Sous-traitance ou courtage de services : des pratiques qui soulèvent des questions

Par | Publié le | dans la catégorie Chroniques du syndic

Depuis quelques années, nous observons un attrait marqué pour la pratique autonome chez nos membres, particulièrement concernant l’évaluation psychosociale dans le contexte de l’ouverture d’un régime de protection ou de l’homologation d’un mandat de protection. Par contre, certaines pratiques soulèvent des questionnements et méritent qu’on s’y attarde.

La pratique généralement répandue

De façon générale, le professionnel exerçant en pratique autonome dans ce champ d’intervention reçoit les références des clients directement ou par l’intermédiaire d’un notaire. Il rencontre les personnes faisant la demande et conclut avec elles une entente de services. Une fois l’évaluation réalisée, un état de compte est envoyé et le professionnel reçoit les honoraires correspondant au travail effectué, en concordance avec la structure tarifaire proposée à la page 40 du Guide de pratique, soit entre 80 et 110$ l’heure ou entre 650$ et 1 100$ pour un montant forfaitaire.

Une nouvelle façon de faire

Depuis quelques mois, nous observons le développement de services de courtage ou de sous-traitance. Une personne, membre ou non de notre ordre, fait la promotion des services d’évaluation psychosociale pour l’homologation des mandats de protection et des régimes de protection.
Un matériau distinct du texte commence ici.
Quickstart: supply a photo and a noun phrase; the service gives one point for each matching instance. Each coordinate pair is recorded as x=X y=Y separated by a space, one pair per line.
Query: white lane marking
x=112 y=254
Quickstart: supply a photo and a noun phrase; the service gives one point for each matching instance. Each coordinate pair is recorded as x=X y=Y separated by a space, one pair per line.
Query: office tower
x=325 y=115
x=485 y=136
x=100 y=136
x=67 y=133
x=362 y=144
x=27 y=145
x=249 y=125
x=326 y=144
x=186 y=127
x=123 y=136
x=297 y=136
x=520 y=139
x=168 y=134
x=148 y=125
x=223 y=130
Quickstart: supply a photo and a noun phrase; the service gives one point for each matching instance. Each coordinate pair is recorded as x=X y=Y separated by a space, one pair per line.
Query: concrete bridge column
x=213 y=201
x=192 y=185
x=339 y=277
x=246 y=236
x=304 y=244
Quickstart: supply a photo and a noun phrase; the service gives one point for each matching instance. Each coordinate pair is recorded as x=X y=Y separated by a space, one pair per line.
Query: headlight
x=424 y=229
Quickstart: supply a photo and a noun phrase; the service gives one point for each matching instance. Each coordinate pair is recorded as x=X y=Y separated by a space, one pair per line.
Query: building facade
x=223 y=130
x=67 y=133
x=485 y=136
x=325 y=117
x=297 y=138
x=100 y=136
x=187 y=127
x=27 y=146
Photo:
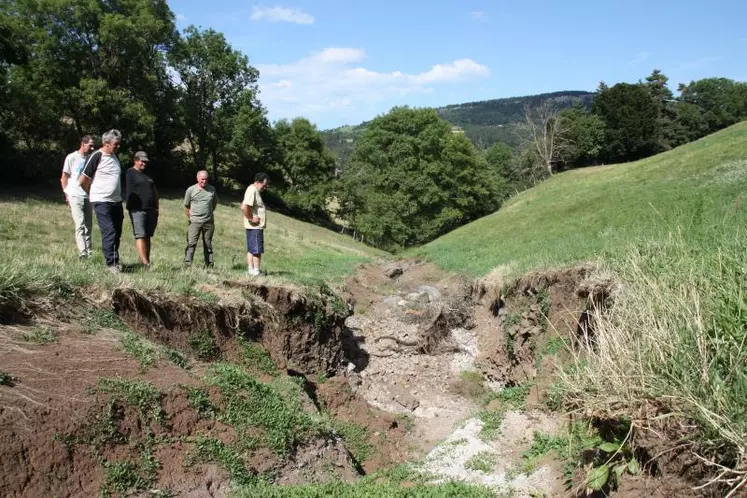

Elle reçoit des demandes du public et les réfère à des travailleurs sociaux pour procéder à l’évaluation, moyennant un partage des honoraires.

Avant de poursuivre, nous vous rappelons que dans sa mission de protection du public, le Bureau du syndic n’a de pouvoir d’enquête que sur les membres de l’Ordre. Cet article traitera ainsi des situations où l’intermédiaire n’est pas membre de notre ordre puisque s’il est membre, nous pourrons faire enquête sur la situation et prendre des décisions en conséquence.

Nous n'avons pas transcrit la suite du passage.